Renaissance et Reconnaissance
Finalement l’existence de chacun serait marqué par ces renaissances que sont chaque nouvel objet du désir.
Déjà la naissance d’un petit suppose une autre naissance : celle d’un ou plusieurs parents qui chacun renaissent par l’entremise de ce nouvel acte de leur existence.
Le petit lui nait par son émergence physique ET par ce qu’il en émerge de langage, avec ce langage qui déjà le précède…
Chaque rencontre induit de l’Autre en soi, c’est-à-dire la reconnaissance d’une infinité de variations possibles de ce qui se manifeste depuis l’Un que constitue le Je singulier.
On peut supposer dans la structure de la psychose que celui qui la manifeste vit ses autres comme des extensions de lui, sur le même mode que celui de l’essaim animal. Ils ne sont pas extensions dans le Réel mais l’Imaginaire qui fait alors barrage à la dimension symbolique y donne consistance.
Par exemple, dans le délire de celui qui convaincu de posséder un pouvoir extraordinaire sur le monde qui l’entoure, considère que chacun de ceux qu’il croise est porteur de signaux d’une vérité que seul lui peut percevoir et à laquelle tous devraient se référer puisqu’elle est vérité.

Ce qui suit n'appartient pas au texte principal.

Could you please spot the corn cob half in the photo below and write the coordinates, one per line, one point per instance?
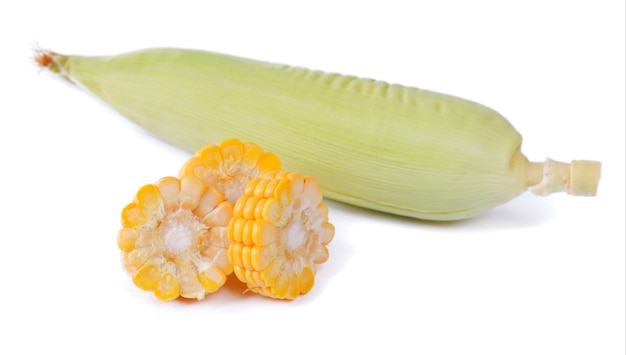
(386, 147)
(278, 234)
(174, 238)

Cette dynamique, chacun aura pu l’éprouver en soi puisque (comme Freud le soutenait) il y a continuum du normal au pathologique. Je préfèrerais dire : continuum de la névrose à la psychose…
Chacun peut avoir éprouvé être dépositaire d’une vérité à partager avec tous les ignorants autour… Avant de se raviser et de nuancer sa conviction, conscient que de l’Autre surgit, dans tous les cas, cette vérité dont il ne saurait être seul dépositaire.
Cette nuance, primordiale dans la structure névrotique, illustre la division qui structure chacun : pris entre le narcissisme primaire et l’Autre ; pris entre ce qui devrait pouvoir se signifier (S1) et ce qui n’en sera signifié que partiellement : par l’entremise des signifiants (S2).
A reprendre le trajet de la pulsion, s’y trouve : un truchement du langage avec le vital.
Il s’agit d’y viser la satisfaction non plus en s’y abandonnant comme l’individu dans un banc, une nuée ou une meute. Cela reviendrait à suivre aveuglément au risque de s’y perdre ; dynamique que l’on retrouve chez la victime d’un pervers ou chez le soldat suivant son leader.
Le sujet tend à la satisfaction. Et c’est cette tension, qui aussi irritante qu’elle puisse être l’anime.
Cette animation est celle du corps, jamais reposé tant qu’il n’est pas mort.
Mais aussi celle d’un corps pris dans ce langage comme par une forme de cancer qui l’habite, à chercher quand même ce repos que l’on ne saurait dire éternel.
« Je par-le corps » pointe la pulsion, tant pulsion de vie que pulsion de mort. Cela anime celui qui l’éprouve, cela lui donne en-vie, en lui donnant la quête d’un repos abouti.